Excerpt
Last Words
1
Two years later
The sun was just rising, hot and round, tentacles of color wrapping around the early morning sky like fingers around an orange. From his kitchen window, Gabriel Beck watched the pinks turn coral then red.
Red sky at morning, sailors take warning.
“Oh, yeah,” he grumbled under his breath. “This sailor’s taking warning . . .”
The coffeepot beeped to announce its brew was ready, and he poured into the waiting St. Dennis Chamber of Commerce DISCOVER SAINT DENNIS! mug. He unlocked the back door then stepped onto the small deck and inhaled deeply. Early June in a bay town had scents all its own, and he loved every one of them. Wild roses mixed with salt air, peonies, and whatever the tide deposited on the narrow stretch of coarse sand that passed as beach overnight. It was heady, and along with the coffee he sipped, was all he really needed to start his day off right.

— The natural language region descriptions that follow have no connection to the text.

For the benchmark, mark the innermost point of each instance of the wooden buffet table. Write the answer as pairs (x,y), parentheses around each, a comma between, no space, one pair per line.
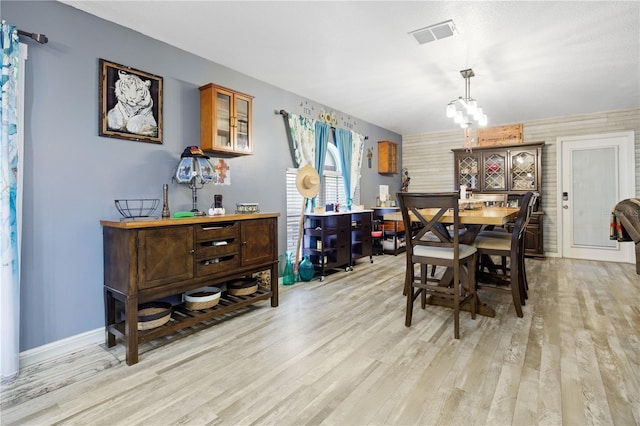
(473,220)
(146,260)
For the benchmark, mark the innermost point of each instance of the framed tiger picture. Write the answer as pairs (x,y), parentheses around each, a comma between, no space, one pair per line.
(130,103)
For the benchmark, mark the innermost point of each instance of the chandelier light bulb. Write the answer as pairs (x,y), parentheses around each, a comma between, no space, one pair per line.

His cell phone rang and he patted his pocket for it, then remembered he’d left it on the kitchen counter. He went back inside, the screen door slamming behind him.
“Beck.”
“Chief, I hate to do this to you so early in the morning, but we have a two-vehicle tangle out on Route 33,” Police Sergeant Lisa Singer reported.
“Injuries?”
“One of the drivers is complaining of back pain. We’re waiting for the ambulance. Traffic’s really light right now, but if we can’t get these cars out of here within the hour, we’re going to have a mess. I’ve got Duncan directing traffic around the accident but it’s going to get hairy here before too much longer.”
“Christ, the Harbor Festival.” So much for starting the day off right. “I’ll call Hal and see if he can come in a little early today.”
Beck tossed back the rest of the coffee and set the mug in the sink. “You called Krauser’s for a tow truck?”
“Yeah, but I didn’t get an answer. I called the service and asked them to page Frank, but I haven’t heard back yet.”
“I’ll have Hal stop by on his way in, see if he can shake someone loose. Chances are Frank left his pager on the front seat of his car and he and the boys are outside shooting the shit and no one’s opened the office yet.”
“That’s pretty much what I was thinking.”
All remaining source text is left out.